Через несколько часов после ввода войск радио Праги передало обращение президиума ЦК КПЧ о том, что войска «пяти стран – членов Организации Варшавского Договора без уведомления президента ЧССР, ее премьера и первого секретаря ЦК КПЧ захватили территорию страны». Президиум счел подобную акцию нарушением основных принципов международного права.

В свою очередь в Москве в этот день прозвучало заявление ТАСС совершенно иного содержания: «ТАСС уполномочен заявить, что партийные и государственные деятели Чехословацкой Социалистической Республики обратились к Советскому Союзу и другим союзным государствам с просьбой об оказании братскому чехословацкому народу неотложной помощи, включая помощь вооруженными силами.
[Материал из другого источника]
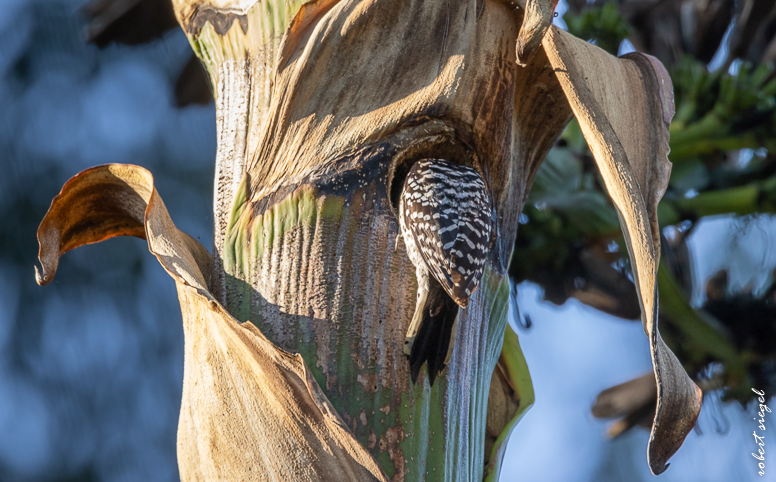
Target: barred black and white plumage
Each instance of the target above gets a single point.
(445, 219)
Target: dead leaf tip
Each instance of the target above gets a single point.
(42, 276)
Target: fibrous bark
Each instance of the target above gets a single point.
(316, 133)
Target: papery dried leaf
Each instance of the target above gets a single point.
(238, 387)
(634, 401)
(624, 107)
(536, 20)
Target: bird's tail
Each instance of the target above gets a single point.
(431, 332)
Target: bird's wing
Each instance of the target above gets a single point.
(447, 211)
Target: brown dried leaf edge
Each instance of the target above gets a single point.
(238, 388)
(624, 107)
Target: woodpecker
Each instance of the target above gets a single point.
(446, 222)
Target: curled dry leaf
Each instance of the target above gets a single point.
(632, 401)
(624, 107)
(238, 387)
(536, 20)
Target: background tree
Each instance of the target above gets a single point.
(521, 228)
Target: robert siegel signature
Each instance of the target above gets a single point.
(760, 439)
Это обращение вызвано угрозой, которая возникла существующему в Чехословакии социалистическому строю и установленной конституцией государственности со стороны контрреволюционных сил, вступивших в сговор с враждебными социализму внешними силами»[259].

Тем временем операция «Дунай» развивалась по собственному, четко разработанному плану.
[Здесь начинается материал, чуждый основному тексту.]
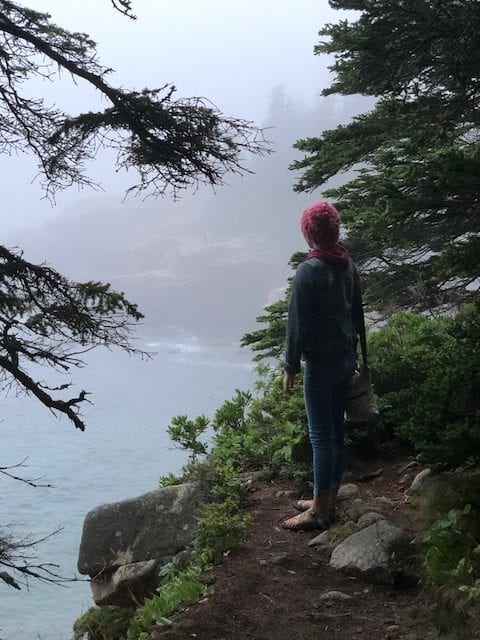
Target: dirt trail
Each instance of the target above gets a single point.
(271, 589)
Войска союзников вводились в ЧССР с четырех направлений. Из южной части Польши был введен советско-польский контингент войск по направлениям Яблонец-Кралове, Острава, Оломоуц и Жилина. Из южной части ГДР вводился советско-восточногерманский контингент войск по направлениям Прага, Хомутов, Пльзень, Карлови-Вари. Из северных районов Венгрии вводился советско-венгерско-болгарский контингент войск по направлениям к Братиславе, Тренчину, Банска-Бистрице и др. Наиболее крупный контингент войск был выделен от Советского Союза[260].

Колонны войск направлялись к основным административно-промышленным центрам ЧССР. Основное внимание уделялось охране западных границ Чехословакии.

200-тысячная чехословацкая армия не оказывала никакого сопротивления. Выполняя приказ своего министра обороны, она до окончания событий оставалась нейтральной.

Многие жители Праги, в основном молодежь, наскоро сооружали непрочные баррикады, с целью дезориентации войск вторжения снимали таблички с названиями улиц и площадей, иногда бросали в военнослужащих булыжники и палки. В отдельных случаях имели место вооруженные нападения на военнослужащих, уничтожение памятников советским воинам в городах и селах Чехословакии.

В основной же своей массе чехословацкое население осталось пассивным. Вторжение войск вызывало у него больше любопытства, чем страха.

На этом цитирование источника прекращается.